Haven't done this for a while, but it is just saying the positive and negative answer. When you work out the answer, it will either be positive or negative, so that's your answer.
To complete the square you'll need a positive or negative number to cancel the number out and leave X.

Say if it's like X-2, then +2 will cancel out the -2 and leave X.

IDK if that's what you wanted or not?
Reply 4
Intellect.x
I have my maths exam tomorrow and seem to be very stuck on this part.
Someone post a site where it explains it well.
I know how to complete the square but am unsure about how to find the min. and max. values??
Thanks


You will most probably have to complete the square but only occasionally do they ask you to take it any further.

y = x^2 - 6x + 17
complete the square
y = (x - 3)^2 - 9 + 17
y = (x - 3)^2 + 8

the minimum value of this is when x - 3 = 0, i.e. x=3 since any other negative or positive value of x creates a positive number when squared.
The minimum value when x=3 is obviously 8.
Whenever you complete the square you can immediately 'see' the coordinates of the minimum point.

Never seen a GCSE question where it was -x^2 which would mean that you were looking at a maximum.

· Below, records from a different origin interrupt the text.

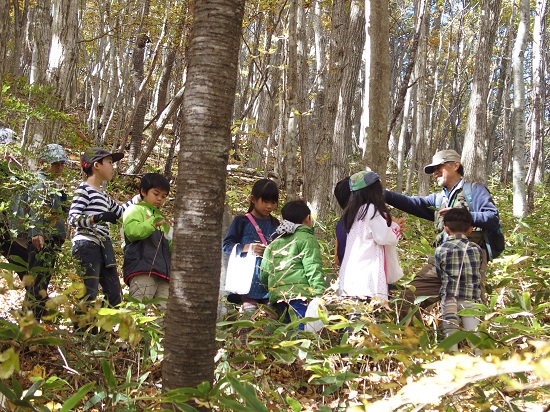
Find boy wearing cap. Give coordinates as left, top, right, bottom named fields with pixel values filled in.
left=25, top=144, right=70, bottom=320
left=384, top=149, right=500, bottom=310
left=68, top=148, right=139, bottom=310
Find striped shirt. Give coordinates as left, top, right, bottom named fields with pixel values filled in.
left=435, top=234, right=482, bottom=301
left=68, top=182, right=138, bottom=245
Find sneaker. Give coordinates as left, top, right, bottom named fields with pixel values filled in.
left=242, top=302, right=258, bottom=312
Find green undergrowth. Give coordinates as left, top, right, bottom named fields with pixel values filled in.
left=0, top=184, right=549, bottom=411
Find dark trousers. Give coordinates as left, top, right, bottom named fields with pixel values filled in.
left=273, top=299, right=308, bottom=330
left=0, top=227, right=28, bottom=279
left=72, top=240, right=122, bottom=307
left=26, top=237, right=64, bottom=320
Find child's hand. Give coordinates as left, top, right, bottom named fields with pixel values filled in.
left=249, top=242, right=266, bottom=256
left=154, top=219, right=167, bottom=228
left=392, top=216, right=406, bottom=231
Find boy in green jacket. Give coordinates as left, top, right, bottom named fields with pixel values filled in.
left=122, top=173, right=172, bottom=313
left=260, top=200, right=326, bottom=328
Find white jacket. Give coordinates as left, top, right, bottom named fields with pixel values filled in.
left=339, top=204, right=401, bottom=300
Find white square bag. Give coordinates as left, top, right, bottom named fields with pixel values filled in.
left=224, top=245, right=257, bottom=295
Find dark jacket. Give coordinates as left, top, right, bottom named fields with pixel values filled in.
left=122, top=202, right=171, bottom=285
left=384, top=179, right=500, bottom=249
left=384, top=180, right=499, bottom=230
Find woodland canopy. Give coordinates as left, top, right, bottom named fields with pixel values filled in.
left=0, top=0, right=549, bottom=410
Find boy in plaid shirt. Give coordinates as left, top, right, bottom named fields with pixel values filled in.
left=435, top=208, right=482, bottom=352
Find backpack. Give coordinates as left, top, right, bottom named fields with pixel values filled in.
left=436, top=182, right=505, bottom=261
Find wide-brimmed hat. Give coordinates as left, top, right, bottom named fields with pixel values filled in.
left=40, top=144, right=69, bottom=163
left=0, top=128, right=17, bottom=145
left=424, top=149, right=461, bottom=174
left=349, top=171, right=380, bottom=191
left=81, top=147, right=124, bottom=169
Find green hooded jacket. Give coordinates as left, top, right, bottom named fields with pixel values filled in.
left=260, top=225, right=326, bottom=304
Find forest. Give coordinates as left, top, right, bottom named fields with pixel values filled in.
left=0, top=0, right=549, bottom=410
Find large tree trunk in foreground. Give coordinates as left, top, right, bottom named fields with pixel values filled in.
left=162, top=0, right=245, bottom=397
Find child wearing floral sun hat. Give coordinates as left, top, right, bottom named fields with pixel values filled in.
left=338, top=171, right=403, bottom=303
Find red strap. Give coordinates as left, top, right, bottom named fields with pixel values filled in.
left=245, top=213, right=268, bottom=244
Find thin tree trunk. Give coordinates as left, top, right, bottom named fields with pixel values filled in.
left=363, top=0, right=390, bottom=185
left=512, top=0, right=529, bottom=217
left=284, top=0, right=303, bottom=200
left=487, top=22, right=512, bottom=176
left=526, top=0, right=546, bottom=211
left=413, top=0, right=430, bottom=195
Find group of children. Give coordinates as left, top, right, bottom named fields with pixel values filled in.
left=1, top=144, right=173, bottom=326
left=1, top=139, right=482, bottom=347
left=223, top=172, right=482, bottom=348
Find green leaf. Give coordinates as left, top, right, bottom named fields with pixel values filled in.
left=60, top=381, right=95, bottom=412
left=101, top=359, right=116, bottom=389
left=22, top=379, right=44, bottom=400
left=437, top=331, right=470, bottom=351
left=226, top=374, right=267, bottom=412
left=286, top=396, right=302, bottom=412
left=172, top=402, right=201, bottom=412
left=0, top=348, right=19, bottom=379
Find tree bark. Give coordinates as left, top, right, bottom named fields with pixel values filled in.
left=511, top=0, right=528, bottom=217
left=162, top=0, right=245, bottom=396
left=526, top=0, right=546, bottom=211
left=412, top=0, right=430, bottom=195
left=331, top=0, right=364, bottom=199
left=462, top=0, right=501, bottom=184
left=363, top=0, right=390, bottom=185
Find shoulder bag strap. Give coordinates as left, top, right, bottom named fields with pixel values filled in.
left=245, top=213, right=268, bottom=244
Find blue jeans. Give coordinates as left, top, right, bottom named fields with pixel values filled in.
left=273, top=299, right=308, bottom=330
left=72, top=240, right=121, bottom=307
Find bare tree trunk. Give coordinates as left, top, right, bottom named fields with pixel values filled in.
left=331, top=0, right=364, bottom=200
left=512, top=0, right=529, bottom=217
left=487, top=21, right=512, bottom=176
left=363, top=0, right=390, bottom=185
left=396, top=85, right=412, bottom=193
left=284, top=0, right=305, bottom=200
left=0, top=0, right=9, bottom=102
left=500, top=75, right=513, bottom=186
left=526, top=0, right=547, bottom=211
left=127, top=30, right=150, bottom=165
left=303, top=0, right=346, bottom=218
left=413, top=0, right=430, bottom=195
left=387, top=0, right=425, bottom=142
left=21, top=0, right=51, bottom=154
left=461, top=0, right=501, bottom=184
left=162, top=0, right=245, bottom=395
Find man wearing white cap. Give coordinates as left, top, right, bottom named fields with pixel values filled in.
left=384, top=149, right=501, bottom=310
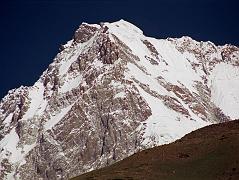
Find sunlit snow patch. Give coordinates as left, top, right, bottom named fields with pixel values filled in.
left=209, top=63, right=239, bottom=119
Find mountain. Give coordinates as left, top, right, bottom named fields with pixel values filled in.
left=0, top=20, right=238, bottom=179
left=74, top=120, right=239, bottom=180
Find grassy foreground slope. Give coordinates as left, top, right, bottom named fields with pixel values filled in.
left=73, top=120, right=239, bottom=180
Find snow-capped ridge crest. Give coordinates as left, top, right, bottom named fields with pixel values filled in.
left=72, top=19, right=143, bottom=45
left=106, top=19, right=143, bottom=34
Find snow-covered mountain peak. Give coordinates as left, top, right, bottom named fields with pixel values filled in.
left=106, top=19, right=144, bottom=34
left=0, top=20, right=238, bottom=179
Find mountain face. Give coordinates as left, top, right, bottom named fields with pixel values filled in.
left=75, top=120, right=239, bottom=180
left=0, top=20, right=238, bottom=179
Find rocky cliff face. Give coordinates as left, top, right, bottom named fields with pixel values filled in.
left=0, top=20, right=238, bottom=179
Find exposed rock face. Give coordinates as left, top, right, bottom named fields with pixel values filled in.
left=0, top=20, right=239, bottom=179
left=73, top=23, right=99, bottom=43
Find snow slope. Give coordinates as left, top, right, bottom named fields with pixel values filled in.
left=209, top=63, right=239, bottom=119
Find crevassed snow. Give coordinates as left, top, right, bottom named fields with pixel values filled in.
left=44, top=104, right=73, bottom=130
left=209, top=63, right=239, bottom=119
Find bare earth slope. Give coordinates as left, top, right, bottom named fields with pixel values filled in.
left=0, top=20, right=238, bottom=179
left=75, top=120, right=239, bottom=180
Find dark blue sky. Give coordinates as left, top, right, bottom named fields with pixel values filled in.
left=0, top=0, right=238, bottom=99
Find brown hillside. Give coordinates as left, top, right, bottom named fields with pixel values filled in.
left=73, top=120, right=239, bottom=180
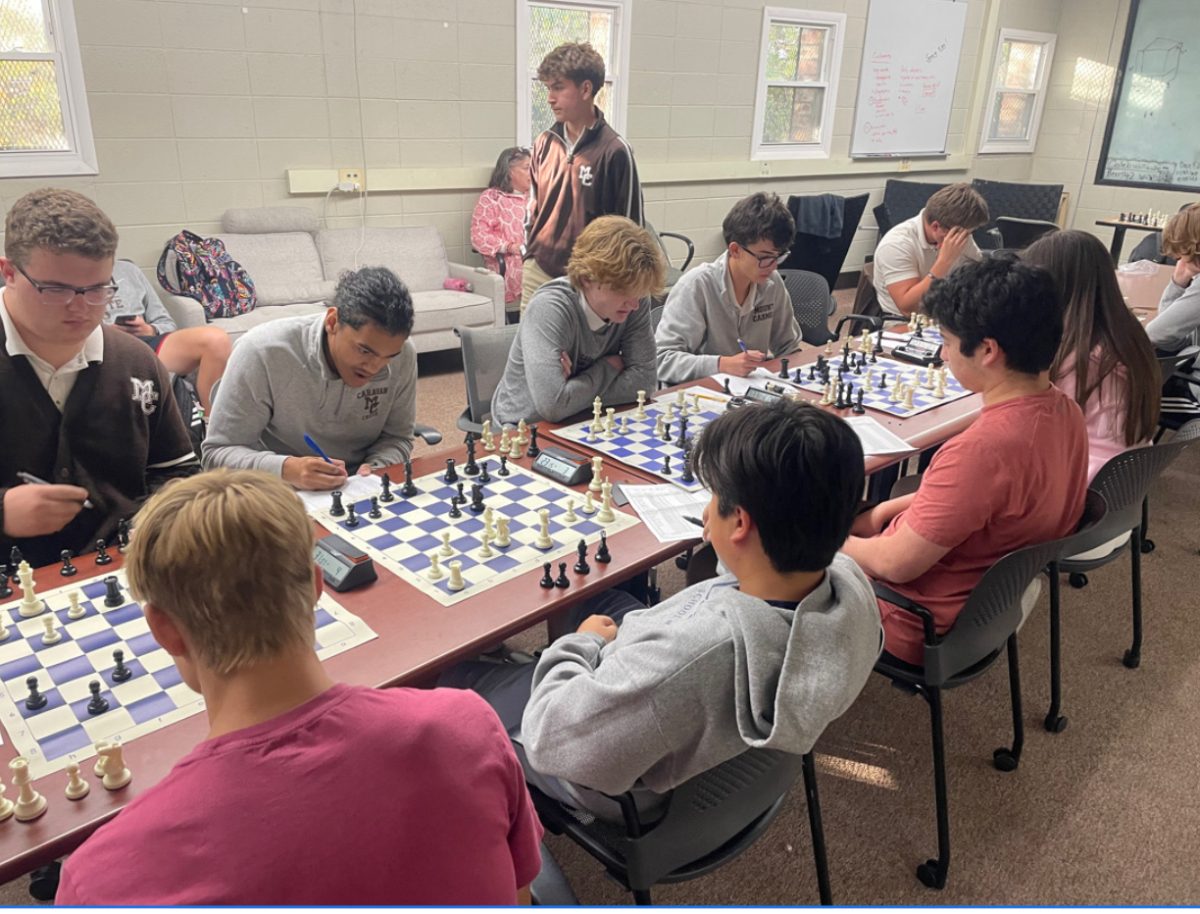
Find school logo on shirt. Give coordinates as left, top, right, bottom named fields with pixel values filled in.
left=751, top=304, right=774, bottom=323
left=578, top=164, right=594, bottom=187
left=130, top=377, right=159, bottom=416
left=358, top=387, right=385, bottom=419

You can also use complete the square to 'solve' when it doesn't factorise
y = x^2 - 4x + 1
y = (x - 2)^2 - 3

(x - 2)^2 - 3 = 0
(x - 2)^2 = 3
square root both sides
x - 2 = + or - sqrt 3
x = 2 + sqrt 3 or 2 - sqrt 3
Are you a-level/gcse? If you're doing a-level second order differentiate the curve----> if you get a positive value it is a minimum point. If it is a negative value it is a maximum point.
Reply 6
Original post by 130ss
look for the Range. thats the value.


This is a very interesting point of view. Your academic and intellectual knowledge is clearly above average. However, I cannot help but think your explanation is lacking in depth and detail. Considering the context and contextual analysis of the topic, perhaps you could take the time to write a slightly more focused and critical response. The use of the noun 'range', could suggest that you are trying to put the reader into a state of insecurity and confusion, by the lack of a definite end point. I hope you take my constructive criticism beneficially and it helps you with your further studies. Thank you for your time, kind regards, LBBJ :smile:
once you have

y = ( x + a )2 + b

the minimum ( vertex ) is at ( -a, b )

so the y values are b

if it is the other way up then

y = -( x + a )2 + b

the maximum ( vertex ) is at ( -a, b )

so the y values are b
Original post by LBBJ
This is a very interesting point of view. Your academic and intellectual knowledge is clearly above average. However, I cannot help but think your explanation is lacking in depth and detail. Considering the context and contextual analysis of the topic, perhaps you could take the time to write a slightly more focused and critical response. The use of the noun 'range', could suggest that you are trying to put the reader into a state of insecurity and confusion, by the lack of a definite end point. I hope you take my constructive criticism beneficially and it helps you with your further studies. Thank you for your time, kind regards, LBBJ :smile:


Original post by the bear
once you have

y = ( x + a )2 + b

the minimum ( vertex ) is at ( -a, b )

so the y values are b

if it is the other way up then

y = -( x + a )2 + b

the maximum ( vertex ) is at ( -a, b )

so the y values are b


Helpful, but you're both about 6 years late. :tongue: